[zozbot234]

There's always priors, they're just "flat", uniform priors (for maximum likelihood methods). But what "flat" means is determined by the parameterization you pick for your model. which is more or less arbitrary. Bayesians would call this an uninformative prior. And you can most likely account for stronger, more informative priors within frequentist statistics by resorting to so-called "robust" methods.

[_alternator_]

First, there is not such thing as a ‘uninformative’ prior; it’s a misnomer. They can change drastically based on your paramerization (cf change of variables in integration).

Second, I think the nod to robust methods is what’s often called regularization in frequentist statistics. There are cases where regularization and priors lead to the same methodology (cf L1 regularized fits and exponential priors) but the interpretation of the results is different. Bayesian claim they get stronger results but that’s because they make what are ultimately unjustified assumptions. My point is that if they were fully justified, they have to use frequentist methods.

[kgwgk]

One standard way to get uninformative priors is to make them invariant under the transformation groups which are relevant given the symmetries in the problem.

[kgwgk]

It’s not true that “there are always priors”. There are no priors when you calculate the area of a triangle, because priors are not a thing in geometry. Priors are not a thing in frequentist inference either.

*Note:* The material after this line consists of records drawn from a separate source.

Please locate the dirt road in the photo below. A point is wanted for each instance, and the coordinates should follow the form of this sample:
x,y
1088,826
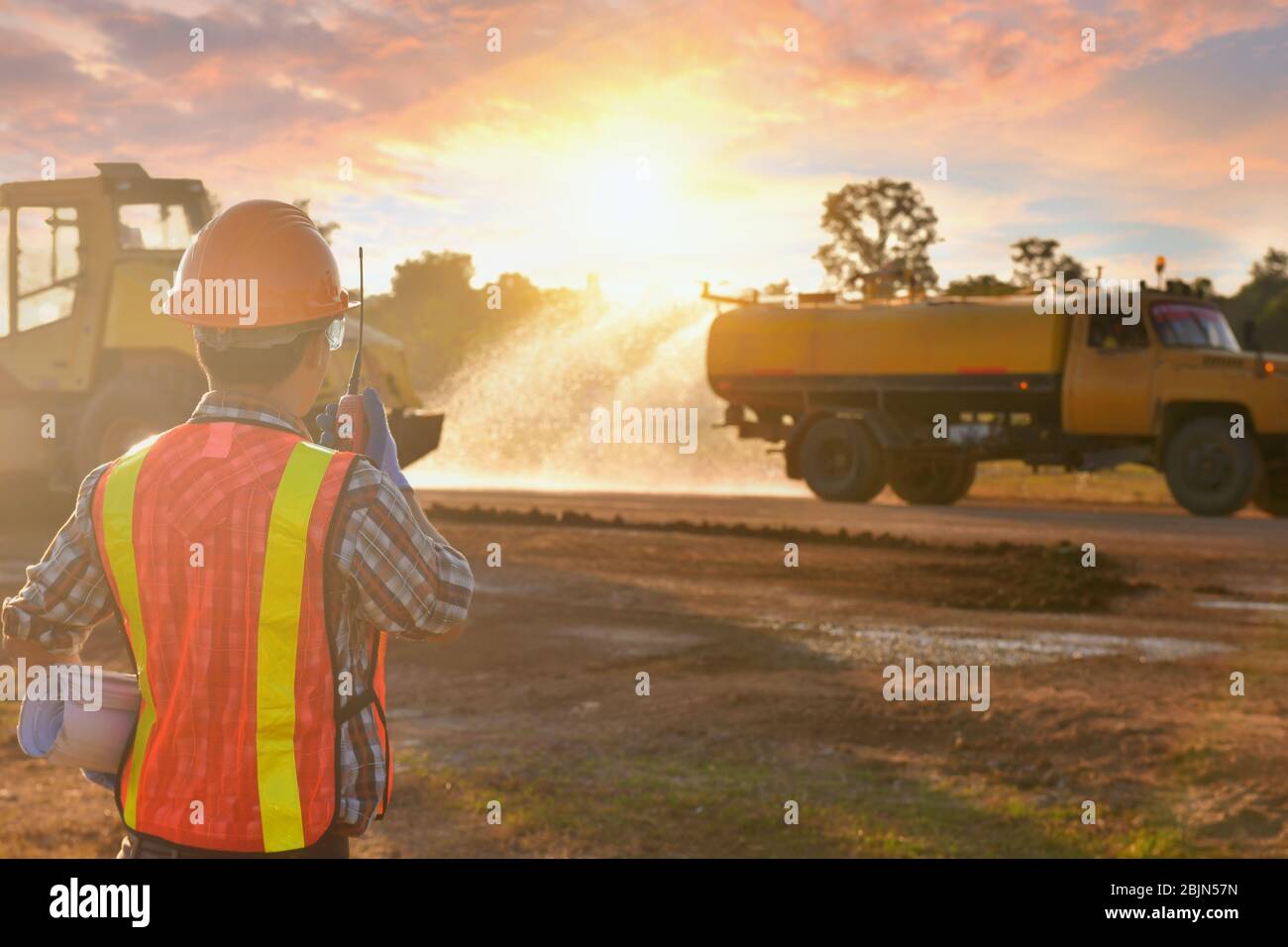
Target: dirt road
x,y
765,686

You may do a Bayesian calculation that looks similar to a frequentist calculation but it will be conceptually different. The result is not really comparable: a frequentist confidence interval and a Bayesian credible interval are completely different things even if the numerical values of the limits coincide.

[zozbot234]

Frequentist confidence intervals as generally interpreted are not even compatible with the likelihood principle. There's really not much of a proper foundation for that interpretation of the "numerical values".

[kgwgk]

What does “as generally interpreted” mean? There is one valid way to interpret confidence intervals. The point is that it’s not based on a posterior probability and there is no prior probability there either.